Who among us can't recite the story of the bot that sold a 2024 Chevy Tahoe for $1? Or the New York automated agent that told tenants they don't have to pay rent? How about the early Google Assistant that proposed non-toxic glue to thicken pizza sauce? Talk about an endless source of fodder for the writers at "Saturday Night Live" or "The Daily Show."
Standard operating procedure among customers is to amplify their bad experiences on popular social media platforms, accompanied by an obligatory haha! GIF featuring Nelson Muntz from "The Simpsons" as botenfreude personified.
There is no cause for joy when bots fail; instead there is a lesson that all of us should take very seriously. Failure is not an option, it's inevitable. Customers have long expected customer service bots to fail, and their low expectations were well-founded. To this day, many of the chatbots and voice bots on websites or embedded in mobile apps are tightly scripted to support a short list of functions, like tracking an order, locating a store or ATM, or retrieving a balance. They seem to have been designed to frustrate customers, taking what felt like an interminable amount of time to authenticate a customer, and try to elicit the intent of the caller before giving up and transferring to a human.

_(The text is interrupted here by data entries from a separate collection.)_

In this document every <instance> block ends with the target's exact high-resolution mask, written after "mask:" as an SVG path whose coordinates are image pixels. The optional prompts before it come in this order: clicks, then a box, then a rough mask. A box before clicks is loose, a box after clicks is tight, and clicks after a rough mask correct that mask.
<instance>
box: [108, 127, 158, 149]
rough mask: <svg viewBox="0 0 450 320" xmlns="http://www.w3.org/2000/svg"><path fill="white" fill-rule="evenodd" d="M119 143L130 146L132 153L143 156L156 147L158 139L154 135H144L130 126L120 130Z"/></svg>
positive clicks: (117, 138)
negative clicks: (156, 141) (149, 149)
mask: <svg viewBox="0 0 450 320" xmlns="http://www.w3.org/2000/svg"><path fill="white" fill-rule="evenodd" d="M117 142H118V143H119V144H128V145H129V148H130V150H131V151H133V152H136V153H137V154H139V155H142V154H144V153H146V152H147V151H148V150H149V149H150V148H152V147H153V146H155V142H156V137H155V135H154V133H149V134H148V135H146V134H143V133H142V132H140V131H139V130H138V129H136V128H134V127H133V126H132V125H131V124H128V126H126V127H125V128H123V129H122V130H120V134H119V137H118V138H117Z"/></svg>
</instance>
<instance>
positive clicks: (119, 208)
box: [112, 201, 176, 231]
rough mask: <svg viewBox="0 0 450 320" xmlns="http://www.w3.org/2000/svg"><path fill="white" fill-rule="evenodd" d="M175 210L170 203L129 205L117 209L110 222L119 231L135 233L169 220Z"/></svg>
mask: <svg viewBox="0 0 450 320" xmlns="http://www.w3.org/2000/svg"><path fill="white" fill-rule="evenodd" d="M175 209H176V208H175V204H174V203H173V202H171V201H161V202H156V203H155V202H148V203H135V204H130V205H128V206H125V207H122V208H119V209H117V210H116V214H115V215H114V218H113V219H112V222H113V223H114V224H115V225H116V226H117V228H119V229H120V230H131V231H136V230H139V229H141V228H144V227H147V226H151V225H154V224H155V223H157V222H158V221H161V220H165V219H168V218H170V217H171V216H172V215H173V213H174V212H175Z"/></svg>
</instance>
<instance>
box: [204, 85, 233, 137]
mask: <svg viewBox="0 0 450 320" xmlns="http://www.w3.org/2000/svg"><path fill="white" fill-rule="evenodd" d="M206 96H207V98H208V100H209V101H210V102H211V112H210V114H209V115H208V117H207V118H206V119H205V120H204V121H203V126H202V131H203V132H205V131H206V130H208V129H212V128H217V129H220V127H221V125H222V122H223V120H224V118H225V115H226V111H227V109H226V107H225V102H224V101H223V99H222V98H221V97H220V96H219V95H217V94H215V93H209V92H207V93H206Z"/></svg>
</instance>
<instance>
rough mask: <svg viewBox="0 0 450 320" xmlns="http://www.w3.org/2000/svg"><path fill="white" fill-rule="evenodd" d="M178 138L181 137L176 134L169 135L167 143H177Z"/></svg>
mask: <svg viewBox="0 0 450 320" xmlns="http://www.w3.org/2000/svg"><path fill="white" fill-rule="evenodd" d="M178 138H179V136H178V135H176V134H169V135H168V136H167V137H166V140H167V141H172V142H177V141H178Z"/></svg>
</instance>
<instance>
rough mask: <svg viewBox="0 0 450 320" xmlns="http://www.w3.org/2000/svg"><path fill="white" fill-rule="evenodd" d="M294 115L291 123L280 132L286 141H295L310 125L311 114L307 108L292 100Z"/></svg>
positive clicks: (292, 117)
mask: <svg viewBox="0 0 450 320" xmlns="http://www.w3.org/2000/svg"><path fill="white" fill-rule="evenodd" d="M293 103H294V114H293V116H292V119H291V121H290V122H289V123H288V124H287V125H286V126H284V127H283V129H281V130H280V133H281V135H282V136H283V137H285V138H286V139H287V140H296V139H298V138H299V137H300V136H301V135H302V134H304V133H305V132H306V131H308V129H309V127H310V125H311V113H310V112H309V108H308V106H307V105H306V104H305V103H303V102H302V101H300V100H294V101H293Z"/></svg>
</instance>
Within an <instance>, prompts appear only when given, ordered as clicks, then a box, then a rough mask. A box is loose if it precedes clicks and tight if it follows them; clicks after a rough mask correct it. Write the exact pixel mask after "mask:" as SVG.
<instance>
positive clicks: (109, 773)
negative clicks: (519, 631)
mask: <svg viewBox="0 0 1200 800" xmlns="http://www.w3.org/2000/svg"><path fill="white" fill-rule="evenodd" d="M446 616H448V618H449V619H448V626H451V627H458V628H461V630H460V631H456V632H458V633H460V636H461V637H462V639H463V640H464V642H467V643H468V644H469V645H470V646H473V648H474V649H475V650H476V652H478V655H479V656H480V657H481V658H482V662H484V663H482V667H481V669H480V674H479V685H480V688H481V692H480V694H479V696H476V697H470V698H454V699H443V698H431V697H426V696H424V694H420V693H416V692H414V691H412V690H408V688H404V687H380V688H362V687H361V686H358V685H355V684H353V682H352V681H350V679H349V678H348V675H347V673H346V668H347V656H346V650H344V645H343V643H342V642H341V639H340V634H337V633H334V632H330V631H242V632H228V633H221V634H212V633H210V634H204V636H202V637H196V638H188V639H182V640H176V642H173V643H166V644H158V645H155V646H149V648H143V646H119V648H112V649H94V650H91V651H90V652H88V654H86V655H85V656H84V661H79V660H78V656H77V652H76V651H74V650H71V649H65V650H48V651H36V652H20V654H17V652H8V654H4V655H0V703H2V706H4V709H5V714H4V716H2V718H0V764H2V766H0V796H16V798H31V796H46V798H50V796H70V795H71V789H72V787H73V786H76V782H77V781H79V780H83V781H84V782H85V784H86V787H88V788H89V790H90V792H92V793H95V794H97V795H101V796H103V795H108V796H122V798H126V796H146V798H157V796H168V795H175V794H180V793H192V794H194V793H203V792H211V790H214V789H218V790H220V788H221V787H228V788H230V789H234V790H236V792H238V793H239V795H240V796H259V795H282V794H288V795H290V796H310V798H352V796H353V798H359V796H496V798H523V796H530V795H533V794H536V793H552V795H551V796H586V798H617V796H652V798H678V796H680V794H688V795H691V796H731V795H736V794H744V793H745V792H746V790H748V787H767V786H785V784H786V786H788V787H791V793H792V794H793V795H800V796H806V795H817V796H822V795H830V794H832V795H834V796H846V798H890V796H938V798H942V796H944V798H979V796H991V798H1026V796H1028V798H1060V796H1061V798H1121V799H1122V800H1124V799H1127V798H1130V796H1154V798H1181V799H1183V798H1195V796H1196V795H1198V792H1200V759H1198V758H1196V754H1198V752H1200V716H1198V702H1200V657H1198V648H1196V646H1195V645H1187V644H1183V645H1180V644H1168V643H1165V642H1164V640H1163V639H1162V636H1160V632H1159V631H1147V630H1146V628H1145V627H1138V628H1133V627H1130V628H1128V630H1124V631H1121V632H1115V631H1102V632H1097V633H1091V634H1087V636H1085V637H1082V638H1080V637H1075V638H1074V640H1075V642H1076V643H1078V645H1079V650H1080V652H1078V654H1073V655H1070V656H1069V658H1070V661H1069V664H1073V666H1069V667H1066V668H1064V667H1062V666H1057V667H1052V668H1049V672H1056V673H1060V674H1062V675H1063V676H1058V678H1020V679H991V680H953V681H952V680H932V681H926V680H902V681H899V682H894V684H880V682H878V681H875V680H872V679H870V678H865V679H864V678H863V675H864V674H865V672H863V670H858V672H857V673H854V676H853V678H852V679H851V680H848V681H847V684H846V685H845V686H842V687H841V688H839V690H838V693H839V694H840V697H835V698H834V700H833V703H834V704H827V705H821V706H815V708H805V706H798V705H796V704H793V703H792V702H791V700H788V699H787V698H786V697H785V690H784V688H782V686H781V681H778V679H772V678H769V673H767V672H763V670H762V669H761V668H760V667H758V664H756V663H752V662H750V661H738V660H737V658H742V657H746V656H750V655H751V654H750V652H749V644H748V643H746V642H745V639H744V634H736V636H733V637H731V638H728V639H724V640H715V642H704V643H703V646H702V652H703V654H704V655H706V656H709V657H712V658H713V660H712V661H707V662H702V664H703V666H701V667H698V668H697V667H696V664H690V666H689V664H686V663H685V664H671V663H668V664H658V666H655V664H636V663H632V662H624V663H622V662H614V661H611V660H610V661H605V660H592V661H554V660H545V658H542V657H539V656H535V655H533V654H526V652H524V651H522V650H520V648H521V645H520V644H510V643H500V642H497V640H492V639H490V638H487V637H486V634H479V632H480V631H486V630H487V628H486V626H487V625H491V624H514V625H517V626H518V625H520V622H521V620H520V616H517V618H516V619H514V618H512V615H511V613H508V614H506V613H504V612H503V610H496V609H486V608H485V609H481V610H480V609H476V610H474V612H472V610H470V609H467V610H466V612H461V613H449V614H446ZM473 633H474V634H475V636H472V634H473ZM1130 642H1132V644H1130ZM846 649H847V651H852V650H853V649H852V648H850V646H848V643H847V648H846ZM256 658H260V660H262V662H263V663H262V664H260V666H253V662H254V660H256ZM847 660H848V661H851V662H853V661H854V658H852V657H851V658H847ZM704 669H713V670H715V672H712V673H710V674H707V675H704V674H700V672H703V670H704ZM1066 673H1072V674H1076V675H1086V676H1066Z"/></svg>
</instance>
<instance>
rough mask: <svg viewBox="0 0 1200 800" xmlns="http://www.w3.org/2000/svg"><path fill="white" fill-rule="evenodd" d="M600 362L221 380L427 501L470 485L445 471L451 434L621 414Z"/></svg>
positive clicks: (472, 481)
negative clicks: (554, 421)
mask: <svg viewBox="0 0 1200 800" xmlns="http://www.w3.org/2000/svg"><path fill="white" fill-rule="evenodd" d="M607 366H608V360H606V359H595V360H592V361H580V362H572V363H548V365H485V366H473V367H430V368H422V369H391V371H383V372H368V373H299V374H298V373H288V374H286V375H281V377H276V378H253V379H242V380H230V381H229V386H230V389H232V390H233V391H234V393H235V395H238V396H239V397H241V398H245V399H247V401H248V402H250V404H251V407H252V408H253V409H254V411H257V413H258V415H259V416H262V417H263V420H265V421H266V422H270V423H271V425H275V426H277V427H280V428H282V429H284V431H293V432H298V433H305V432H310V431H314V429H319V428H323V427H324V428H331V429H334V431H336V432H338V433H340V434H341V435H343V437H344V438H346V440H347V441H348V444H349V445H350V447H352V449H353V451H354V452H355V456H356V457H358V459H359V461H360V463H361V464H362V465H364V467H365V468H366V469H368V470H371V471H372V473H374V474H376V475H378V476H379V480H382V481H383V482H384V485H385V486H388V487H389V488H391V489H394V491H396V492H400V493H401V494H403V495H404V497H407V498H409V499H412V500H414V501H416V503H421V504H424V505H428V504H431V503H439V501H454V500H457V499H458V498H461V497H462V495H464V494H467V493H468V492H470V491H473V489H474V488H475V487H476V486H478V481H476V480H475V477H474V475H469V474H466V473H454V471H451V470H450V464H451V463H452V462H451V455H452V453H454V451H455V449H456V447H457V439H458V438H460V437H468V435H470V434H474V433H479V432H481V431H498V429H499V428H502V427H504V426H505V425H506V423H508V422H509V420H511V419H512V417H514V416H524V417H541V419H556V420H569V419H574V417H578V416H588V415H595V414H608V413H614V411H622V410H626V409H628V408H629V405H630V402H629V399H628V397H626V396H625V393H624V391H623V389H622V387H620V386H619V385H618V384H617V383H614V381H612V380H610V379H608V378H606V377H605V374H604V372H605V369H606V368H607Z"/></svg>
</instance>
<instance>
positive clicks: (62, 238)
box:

The new generation of large language model-informed generative artificial intelligence bots are much better at recognizing each customer's intent and are amazingly quick to produce results. They are also supremely confident in their work. As bots take on the roles of assistant, advisor, or personal shopper, experienced users are becoming conditioned to question their outputs. The more an individual human knows about a given topic, the more likely he is to challenge the results and ask the bot to refine its response. At that point in the conversation, bots are now prompted to respond with a cheerful interjection like "Of course, you're right! I'll just try again now." Pleasant banter while iterating results is the new source of frustration.
Botenfreude has a purpose. It reflects a healthy skepticism and highlights that, by design, bots will arrive at an acceptable response only after meaningful iterations and modifications. This explains why the people with a deeper knowledge of or familiarity with the topic a bot is addressing are much more likely to get useful results. As AI-infused copilots and coaches take on increasingly important roles in contact centers, it is important to develop training programs, corporate policies, procedures, and workflows that anticipate failure and condition employees (as well as customers) to interact with the bots accordingly.
The most successful CX and customer care organizations will effectively fuse human talent with AI capabilities. This requires deliberate efforts to educate customers, train CX team members, redefine workflows, and cultivate a culture of collaboration between and among us humans and the AI-infused tools on which we increasingly rely.
Dan Miller is founder and analyst emeritus of Opus Research.